Over the past few weeks, we’ve lost two major comedic forces, Robin Williams and Joan Rivers, both of whom brought great joy and laughter to our world. Accolades and impact statements have flooded the Internet, along with heartfelt condolence messages. How wonderful for their families to feel this outpouring of love and respect.
Yet away from the bright lights of Hollywood, every day, thousands of families experience the loss of loved ones ~ through suicide, tragic accidents, and illness. Often these families have made great sacrifices to care for their loved ones. Medical bills have crushed them. Mounds of insurance paperwork have buried them. Some are left with crushing debt as in the case of the Mason family after the unexpected death of their daughter, a recent nursing graduate. Many become ill themselves from the stress, worry, and physical and emotional toll of caregiving. Most are without any significant resources to supplement the care they provide or for support services for themselves.
With the loss of their loved one, especially when that loved one has suffered extensively, can come feelings of guilt and shame for the strange sense of relief they may experience as a companion to their sadness and grief. They judge themselves and, often, others judge them. Where are the accolades, the support, and the sympathy for these unsung heroes?
To our everyday superstars, you are heroes…to us, to your loved ones you lost, and to this country.
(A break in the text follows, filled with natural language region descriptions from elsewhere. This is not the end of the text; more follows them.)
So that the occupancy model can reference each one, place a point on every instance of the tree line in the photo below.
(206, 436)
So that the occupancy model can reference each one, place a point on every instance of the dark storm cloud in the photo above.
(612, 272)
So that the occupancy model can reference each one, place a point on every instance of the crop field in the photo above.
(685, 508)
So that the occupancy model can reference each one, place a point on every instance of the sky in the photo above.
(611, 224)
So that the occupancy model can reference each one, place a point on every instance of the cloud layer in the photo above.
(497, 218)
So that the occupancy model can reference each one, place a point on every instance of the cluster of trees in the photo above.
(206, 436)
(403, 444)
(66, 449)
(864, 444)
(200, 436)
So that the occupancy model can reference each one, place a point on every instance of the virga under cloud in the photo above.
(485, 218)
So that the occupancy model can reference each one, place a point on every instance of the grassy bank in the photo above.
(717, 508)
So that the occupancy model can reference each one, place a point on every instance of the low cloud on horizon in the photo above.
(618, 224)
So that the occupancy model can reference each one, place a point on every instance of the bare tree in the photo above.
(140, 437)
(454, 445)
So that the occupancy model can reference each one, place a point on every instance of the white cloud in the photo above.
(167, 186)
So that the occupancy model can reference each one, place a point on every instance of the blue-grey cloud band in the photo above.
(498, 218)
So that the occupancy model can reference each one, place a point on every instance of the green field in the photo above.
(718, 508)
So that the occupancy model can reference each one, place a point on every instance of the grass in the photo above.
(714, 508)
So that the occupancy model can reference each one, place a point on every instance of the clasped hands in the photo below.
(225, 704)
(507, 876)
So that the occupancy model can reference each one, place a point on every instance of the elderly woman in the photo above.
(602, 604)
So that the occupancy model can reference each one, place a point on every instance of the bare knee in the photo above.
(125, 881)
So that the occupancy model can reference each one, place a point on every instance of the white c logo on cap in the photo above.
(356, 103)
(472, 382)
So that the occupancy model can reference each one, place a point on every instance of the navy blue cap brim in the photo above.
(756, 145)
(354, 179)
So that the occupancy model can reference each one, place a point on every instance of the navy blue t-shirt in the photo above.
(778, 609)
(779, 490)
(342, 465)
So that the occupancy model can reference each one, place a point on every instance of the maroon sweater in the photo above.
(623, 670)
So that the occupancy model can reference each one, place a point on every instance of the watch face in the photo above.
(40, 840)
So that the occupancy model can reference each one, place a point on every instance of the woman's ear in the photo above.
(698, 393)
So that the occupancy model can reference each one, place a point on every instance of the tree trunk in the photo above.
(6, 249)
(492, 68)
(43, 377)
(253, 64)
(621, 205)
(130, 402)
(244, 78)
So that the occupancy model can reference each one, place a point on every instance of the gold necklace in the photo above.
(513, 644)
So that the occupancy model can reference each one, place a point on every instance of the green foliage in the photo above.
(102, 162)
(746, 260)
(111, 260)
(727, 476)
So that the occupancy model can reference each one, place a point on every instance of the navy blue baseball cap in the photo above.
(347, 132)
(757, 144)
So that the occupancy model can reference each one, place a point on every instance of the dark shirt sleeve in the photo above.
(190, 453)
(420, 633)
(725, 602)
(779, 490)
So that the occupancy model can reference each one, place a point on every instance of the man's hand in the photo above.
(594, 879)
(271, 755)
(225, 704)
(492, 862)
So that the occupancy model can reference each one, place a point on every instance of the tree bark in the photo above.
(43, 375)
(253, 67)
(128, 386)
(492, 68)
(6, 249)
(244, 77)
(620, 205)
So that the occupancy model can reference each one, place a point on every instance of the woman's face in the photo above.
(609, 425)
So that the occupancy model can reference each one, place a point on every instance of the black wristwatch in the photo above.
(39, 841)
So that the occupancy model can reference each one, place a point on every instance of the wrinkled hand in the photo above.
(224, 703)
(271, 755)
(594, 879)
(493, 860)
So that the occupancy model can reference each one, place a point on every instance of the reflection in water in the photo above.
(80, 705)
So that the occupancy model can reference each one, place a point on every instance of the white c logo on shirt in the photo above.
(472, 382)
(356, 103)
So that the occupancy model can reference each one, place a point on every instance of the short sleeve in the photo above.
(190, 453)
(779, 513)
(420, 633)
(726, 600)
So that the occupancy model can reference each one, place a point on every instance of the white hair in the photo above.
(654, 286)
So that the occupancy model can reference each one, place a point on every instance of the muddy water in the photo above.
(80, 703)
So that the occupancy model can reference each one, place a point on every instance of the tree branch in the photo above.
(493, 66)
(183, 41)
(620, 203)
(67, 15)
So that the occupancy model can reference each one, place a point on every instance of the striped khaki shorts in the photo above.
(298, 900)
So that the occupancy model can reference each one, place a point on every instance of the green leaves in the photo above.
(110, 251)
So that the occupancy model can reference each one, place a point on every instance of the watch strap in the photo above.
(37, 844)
According to a 2011 report by the AARP Public Policy Institute, “Family caregivers provided the equivalent of $450 billion worth of care to their adult parents and other loved ones in 2009.”
So as we mourn the loss of our Hollywood stars and send condolences to their families, let’s also remember to consider the neighbor, co-worker, relative, or friend who also may be suffering in the shadows of loss and grief. A hand-written note, an invitation to lunch, or a gift certificate for some self-care are wonderful ways to let our unsung heroes know that, while there may not be headlines or newsfeeds filled with their loved ones’ name, we know they are in pain and we care.